Human-in-the-loop approval surface.

  • Who can approve: admin | provider | coordinator (new require_stakeholder dep)
  • Who cannot: patient · nurse
  • Decision + reasoning captured (1-2000 chars, Pydantic extra='forbid')

Routes:

  • POST /candidates/{id}/approve (30/min)
  • POST /candidates/{id}/dismiss (30/min)
  • GET /candidates/pending-review (consent-scoped, 300/min)

Audit events:

  • orchestrator.candidate.approved
  • orchestrator.candidate.dismissed

Phase 4 — Detectors (spec 034)

3 detector types, each produces a candidate:

DetectorSignalExample
Contradiction2 active claims for same entity conflict"medication A helps" vs "medication A doesn't help"
GapEntity has fewer than N claims, warrants research"no claims about drug X's pediatric dosing"
StalenessClaim past decay_at threshold"claim about treatment Y older than 2 years"

Detectors write to orchestration_candidates with CandidateStatus.DETECTED + detector_type field.

Phase 5-6 — Scheduler (specs 037, 040)

Per-target interval scheduler with exponential backoff:

  • Each candidate has a next_check_at timestamp
  • Scheduler ticks every N seconds, processes candidates due
  • Failed dispatches retry with exponential backoff (30s → 60s → 120s → ...)
  • Max attempts configurable; exhausted → FAILED state

Admin routes:

  • POST /scheduler/pause
  • POST /scheduler/resume
  • GET /scheduler/status

End-to-end integration test

apps/research/orchestrator/services/tests/integration/test_state_machine_e2e.py exercises:

  1. DETECTED → SCORING → SCORED → APPROVED → DISPATCHED → COMPLETED (accept path)
  2. Alternate path ending in DISMISSED

Every transition produces an audit event; the test asserts audit order + count.

Configuration

Per-target intervals + backoff + SLA deadlines all live in services/config/orchestrator.yml.
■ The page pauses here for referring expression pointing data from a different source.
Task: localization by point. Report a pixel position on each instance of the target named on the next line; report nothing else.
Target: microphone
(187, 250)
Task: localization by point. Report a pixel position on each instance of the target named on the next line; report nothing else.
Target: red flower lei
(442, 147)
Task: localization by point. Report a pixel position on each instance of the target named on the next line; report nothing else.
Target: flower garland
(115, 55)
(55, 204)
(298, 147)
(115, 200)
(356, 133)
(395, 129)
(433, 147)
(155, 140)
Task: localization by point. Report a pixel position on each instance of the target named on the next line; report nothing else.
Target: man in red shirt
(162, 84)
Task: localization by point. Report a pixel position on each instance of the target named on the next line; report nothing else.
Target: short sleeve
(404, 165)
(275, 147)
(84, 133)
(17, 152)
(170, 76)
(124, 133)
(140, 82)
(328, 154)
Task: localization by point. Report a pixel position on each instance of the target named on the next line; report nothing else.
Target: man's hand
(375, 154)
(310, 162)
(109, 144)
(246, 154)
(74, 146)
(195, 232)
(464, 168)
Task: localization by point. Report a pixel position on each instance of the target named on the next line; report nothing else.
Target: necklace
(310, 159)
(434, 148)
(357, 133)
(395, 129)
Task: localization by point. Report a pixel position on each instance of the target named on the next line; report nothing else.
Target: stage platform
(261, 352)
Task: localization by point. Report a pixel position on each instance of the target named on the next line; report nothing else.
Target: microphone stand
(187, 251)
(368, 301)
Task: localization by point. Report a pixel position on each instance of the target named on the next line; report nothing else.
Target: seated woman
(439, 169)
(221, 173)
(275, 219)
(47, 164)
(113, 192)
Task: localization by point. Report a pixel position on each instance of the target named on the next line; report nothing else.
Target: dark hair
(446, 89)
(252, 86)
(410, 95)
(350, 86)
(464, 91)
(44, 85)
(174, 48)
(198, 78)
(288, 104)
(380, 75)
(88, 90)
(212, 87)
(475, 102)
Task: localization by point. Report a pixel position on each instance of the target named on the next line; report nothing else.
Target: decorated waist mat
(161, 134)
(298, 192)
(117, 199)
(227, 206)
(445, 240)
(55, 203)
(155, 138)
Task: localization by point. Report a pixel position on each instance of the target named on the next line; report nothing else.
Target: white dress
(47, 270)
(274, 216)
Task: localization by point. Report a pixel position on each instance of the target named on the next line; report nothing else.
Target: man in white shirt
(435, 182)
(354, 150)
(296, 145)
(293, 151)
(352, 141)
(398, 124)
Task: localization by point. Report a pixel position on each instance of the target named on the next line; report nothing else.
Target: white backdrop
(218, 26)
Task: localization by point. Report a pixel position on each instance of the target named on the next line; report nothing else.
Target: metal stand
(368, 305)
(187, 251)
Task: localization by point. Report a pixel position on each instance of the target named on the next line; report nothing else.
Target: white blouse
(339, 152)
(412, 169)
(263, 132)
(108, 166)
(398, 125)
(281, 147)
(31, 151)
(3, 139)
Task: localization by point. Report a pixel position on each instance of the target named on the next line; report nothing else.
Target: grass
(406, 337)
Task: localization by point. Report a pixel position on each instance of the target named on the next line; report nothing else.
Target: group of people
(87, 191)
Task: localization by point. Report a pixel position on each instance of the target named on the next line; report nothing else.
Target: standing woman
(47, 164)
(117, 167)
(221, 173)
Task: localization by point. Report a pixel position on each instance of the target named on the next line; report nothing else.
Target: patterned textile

No hot-reload — service restart needed.

Why split into 6 phases?

  • Human-in-the-loop at the right place — Phase 3 is the single approval gate. Detectors run cheaply; scoring ranks; approval is where the HCP chooses.
  • Emergency bypass — Phase 1 exists so acute clinical signals don't wait in the queue.
  • Auditability — every transition emits an event; forensic review can trace the full candidate journey.
  • Scale independence — detectors + scheduler scale by load; approval scales by HCP availability.